GENOMIC ANALYSIS OF INSECTICIDE RESISTANCE CANDIDATE GENES IN THE COLORADO POTATO BEETLE, LEPTINOTARSA DECEMLINEATA

Abstract

Since the advent of modern agriculture, humans have continuously developed and deployed chemical compounds with novel modes of action to manage pest populations, while insects have repeatedly responded by evolving resistance. To date, at least 625 arthropod species have evolved resistance to over 360 pesticidal technologies. As a global super pest, the Colorado potato beetle (CPB) has developed resistance to at least 56 different insecticidal active ingredients. Comprehensive genomic scanning of resistance candidate genes can facilitate downstream applications, including mode-of-action analysis, functional interpretation of resistance mutations, development of molecular resistance monitoring tools, and the formulation of sustainable pest management strategies. However, I note that the cys-loop ligand-gated ion channel (cysLGIC) gene superfamily, encoding important target sites, such as nicotinic acetylcholine receptors (nAChRs) and γ-aminobutyric acid (GABA) receptors remain poorly characterized in CPB. In addition, previously suspected resistance-associated mutations have not been systematically surveyed across U.S. CPB populations.
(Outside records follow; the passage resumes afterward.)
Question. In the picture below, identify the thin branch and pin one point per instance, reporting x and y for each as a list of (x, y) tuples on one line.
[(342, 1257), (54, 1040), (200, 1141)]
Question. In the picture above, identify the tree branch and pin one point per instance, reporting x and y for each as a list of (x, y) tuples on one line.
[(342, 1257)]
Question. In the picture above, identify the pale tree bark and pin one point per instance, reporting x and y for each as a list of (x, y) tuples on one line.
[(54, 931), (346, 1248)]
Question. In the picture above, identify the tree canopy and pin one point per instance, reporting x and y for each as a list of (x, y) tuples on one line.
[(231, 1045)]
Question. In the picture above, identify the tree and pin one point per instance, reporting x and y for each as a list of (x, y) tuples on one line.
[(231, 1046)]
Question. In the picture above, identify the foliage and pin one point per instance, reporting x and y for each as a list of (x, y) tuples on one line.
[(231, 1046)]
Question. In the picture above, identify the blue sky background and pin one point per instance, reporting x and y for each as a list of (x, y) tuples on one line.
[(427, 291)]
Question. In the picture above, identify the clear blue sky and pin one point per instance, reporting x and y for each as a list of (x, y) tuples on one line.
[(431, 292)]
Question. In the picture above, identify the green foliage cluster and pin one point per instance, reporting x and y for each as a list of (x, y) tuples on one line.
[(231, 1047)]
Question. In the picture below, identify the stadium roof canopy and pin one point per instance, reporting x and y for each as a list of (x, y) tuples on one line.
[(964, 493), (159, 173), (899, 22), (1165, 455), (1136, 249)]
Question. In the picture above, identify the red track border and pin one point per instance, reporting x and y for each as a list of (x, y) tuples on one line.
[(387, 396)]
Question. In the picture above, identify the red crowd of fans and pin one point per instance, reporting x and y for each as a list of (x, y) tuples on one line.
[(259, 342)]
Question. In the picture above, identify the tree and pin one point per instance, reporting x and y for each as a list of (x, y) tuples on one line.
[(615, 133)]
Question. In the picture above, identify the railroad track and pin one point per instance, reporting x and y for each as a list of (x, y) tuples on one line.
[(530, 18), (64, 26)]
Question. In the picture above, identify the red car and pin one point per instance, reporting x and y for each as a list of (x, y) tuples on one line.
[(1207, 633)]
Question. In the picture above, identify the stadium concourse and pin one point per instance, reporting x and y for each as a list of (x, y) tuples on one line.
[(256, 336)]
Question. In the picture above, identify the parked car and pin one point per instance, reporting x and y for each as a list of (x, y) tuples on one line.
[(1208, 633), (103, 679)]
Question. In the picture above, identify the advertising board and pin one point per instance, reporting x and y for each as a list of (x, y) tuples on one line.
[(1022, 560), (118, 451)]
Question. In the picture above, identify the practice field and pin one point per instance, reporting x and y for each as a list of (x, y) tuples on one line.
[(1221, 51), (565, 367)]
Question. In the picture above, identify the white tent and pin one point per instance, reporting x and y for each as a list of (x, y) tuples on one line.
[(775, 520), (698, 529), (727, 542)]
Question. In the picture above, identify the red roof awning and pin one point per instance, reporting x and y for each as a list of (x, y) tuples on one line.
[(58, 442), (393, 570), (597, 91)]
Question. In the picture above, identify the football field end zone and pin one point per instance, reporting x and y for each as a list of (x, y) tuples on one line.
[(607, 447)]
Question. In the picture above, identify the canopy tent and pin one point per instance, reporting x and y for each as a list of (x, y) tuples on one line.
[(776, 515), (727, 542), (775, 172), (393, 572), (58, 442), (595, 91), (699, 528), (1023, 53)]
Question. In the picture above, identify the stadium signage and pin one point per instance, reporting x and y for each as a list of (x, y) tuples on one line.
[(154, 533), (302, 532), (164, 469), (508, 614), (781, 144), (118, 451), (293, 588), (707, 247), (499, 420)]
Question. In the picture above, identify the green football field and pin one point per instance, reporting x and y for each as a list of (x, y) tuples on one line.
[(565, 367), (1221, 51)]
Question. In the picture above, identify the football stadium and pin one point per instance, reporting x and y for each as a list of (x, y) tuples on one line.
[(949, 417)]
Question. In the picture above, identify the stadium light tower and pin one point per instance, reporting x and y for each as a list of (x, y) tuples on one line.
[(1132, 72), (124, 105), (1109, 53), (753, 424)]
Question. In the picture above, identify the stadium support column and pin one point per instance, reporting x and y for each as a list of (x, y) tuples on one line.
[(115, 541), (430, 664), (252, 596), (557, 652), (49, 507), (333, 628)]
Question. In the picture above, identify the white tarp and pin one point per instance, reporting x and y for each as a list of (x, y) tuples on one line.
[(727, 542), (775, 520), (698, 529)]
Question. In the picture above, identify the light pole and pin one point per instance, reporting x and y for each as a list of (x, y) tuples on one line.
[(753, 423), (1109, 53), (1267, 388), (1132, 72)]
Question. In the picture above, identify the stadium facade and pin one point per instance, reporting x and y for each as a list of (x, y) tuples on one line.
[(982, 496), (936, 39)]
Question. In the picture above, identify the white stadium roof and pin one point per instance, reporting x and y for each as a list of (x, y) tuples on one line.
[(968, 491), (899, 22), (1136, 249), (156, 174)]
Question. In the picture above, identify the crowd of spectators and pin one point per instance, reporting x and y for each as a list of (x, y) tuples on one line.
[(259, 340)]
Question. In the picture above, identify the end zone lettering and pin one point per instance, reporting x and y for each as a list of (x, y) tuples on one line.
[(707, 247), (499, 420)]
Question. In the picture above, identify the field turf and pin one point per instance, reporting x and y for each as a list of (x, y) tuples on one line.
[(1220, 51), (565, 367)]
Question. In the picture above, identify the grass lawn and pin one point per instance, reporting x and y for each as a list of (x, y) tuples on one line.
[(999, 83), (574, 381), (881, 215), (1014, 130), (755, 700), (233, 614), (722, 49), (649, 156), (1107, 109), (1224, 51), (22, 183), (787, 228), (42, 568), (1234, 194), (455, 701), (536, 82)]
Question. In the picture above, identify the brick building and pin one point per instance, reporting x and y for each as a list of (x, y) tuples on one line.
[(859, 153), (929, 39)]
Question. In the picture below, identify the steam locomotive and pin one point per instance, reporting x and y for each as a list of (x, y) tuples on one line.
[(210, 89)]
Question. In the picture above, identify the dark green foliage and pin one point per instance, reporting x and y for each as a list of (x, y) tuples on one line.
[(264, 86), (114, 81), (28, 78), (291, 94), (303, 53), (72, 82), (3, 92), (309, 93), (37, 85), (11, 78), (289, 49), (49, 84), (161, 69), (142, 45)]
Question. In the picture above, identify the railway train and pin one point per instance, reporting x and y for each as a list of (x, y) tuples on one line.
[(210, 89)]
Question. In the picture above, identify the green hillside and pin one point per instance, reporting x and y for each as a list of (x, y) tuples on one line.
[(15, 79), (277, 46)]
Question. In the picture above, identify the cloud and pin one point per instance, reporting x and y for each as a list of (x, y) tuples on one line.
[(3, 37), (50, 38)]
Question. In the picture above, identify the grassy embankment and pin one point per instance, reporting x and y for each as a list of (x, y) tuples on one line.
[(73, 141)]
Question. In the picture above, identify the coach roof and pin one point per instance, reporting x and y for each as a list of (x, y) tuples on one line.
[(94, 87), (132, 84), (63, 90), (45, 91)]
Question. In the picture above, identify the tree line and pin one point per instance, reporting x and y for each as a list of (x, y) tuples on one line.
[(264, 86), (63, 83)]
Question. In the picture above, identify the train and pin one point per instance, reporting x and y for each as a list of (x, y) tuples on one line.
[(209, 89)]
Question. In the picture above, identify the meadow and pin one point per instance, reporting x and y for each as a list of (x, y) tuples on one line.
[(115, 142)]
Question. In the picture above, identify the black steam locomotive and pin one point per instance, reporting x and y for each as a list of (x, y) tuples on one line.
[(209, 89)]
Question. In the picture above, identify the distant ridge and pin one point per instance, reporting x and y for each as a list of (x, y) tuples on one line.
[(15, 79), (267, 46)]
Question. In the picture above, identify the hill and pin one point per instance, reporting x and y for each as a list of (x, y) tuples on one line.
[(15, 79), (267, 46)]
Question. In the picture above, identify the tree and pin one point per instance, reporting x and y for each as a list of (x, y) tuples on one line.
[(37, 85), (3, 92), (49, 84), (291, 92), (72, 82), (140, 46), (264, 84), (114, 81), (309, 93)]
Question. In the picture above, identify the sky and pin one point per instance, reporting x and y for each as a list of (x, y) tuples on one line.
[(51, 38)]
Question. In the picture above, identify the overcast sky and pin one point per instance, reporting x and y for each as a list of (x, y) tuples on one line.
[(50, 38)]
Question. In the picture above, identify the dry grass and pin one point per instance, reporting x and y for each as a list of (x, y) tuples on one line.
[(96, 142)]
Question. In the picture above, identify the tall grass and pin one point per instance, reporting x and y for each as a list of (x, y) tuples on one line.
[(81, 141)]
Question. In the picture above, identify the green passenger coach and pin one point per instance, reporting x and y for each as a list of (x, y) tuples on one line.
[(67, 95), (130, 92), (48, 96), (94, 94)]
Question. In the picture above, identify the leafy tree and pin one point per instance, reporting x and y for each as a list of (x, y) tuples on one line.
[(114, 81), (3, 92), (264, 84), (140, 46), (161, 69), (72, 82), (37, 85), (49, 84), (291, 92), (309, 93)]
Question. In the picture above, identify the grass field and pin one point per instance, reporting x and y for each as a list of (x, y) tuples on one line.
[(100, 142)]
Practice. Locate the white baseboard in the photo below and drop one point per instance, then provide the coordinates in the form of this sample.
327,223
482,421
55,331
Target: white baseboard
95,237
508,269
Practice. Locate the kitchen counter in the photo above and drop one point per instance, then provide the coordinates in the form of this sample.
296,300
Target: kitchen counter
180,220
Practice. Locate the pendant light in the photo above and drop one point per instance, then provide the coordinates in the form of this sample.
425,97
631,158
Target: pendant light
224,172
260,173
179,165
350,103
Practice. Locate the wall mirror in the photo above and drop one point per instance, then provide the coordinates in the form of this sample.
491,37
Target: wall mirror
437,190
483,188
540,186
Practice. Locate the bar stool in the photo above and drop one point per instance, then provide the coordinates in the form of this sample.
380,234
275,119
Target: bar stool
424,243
In the current research, leveraging the chromosome-level genome assembly of the Colorado potato beetle (CPB), I systematically characterized the cys-loop ligand-gated ion channel (cysLGIC) gene superfamily in the Colorado potato beetle. This work provides a foundational reference for the annotation of DNA and protein sequences of these receptors and can support future functional and comparative studies. In particular, I highlighted unique patterns observed in specific subunits, such as nAChR α4 and nAChR β1, and discussed their potential roles in mediating insecticide resistance. Furthermore, I conducted high-throughput genomic scanning of 31 resistance candidate genes using whole-genome sequencing data from 74 CPB samples, aiming to identify resistance-associated mutations. My results include the first detection of a super-kdr-like mutation (T929I in the voltage-sensitive sodium channel) conferring pyrethroid resistance in U.S. CPB populations, and the first identification of the A301S mutation in the Rdl gene, associated with resistance to both dieldrin and fiproles. Additionally, I provide evidence of selection acting on neonicotinoid resistance candidate genes and report novel genetic variants statistically associated with resistance phenotypes.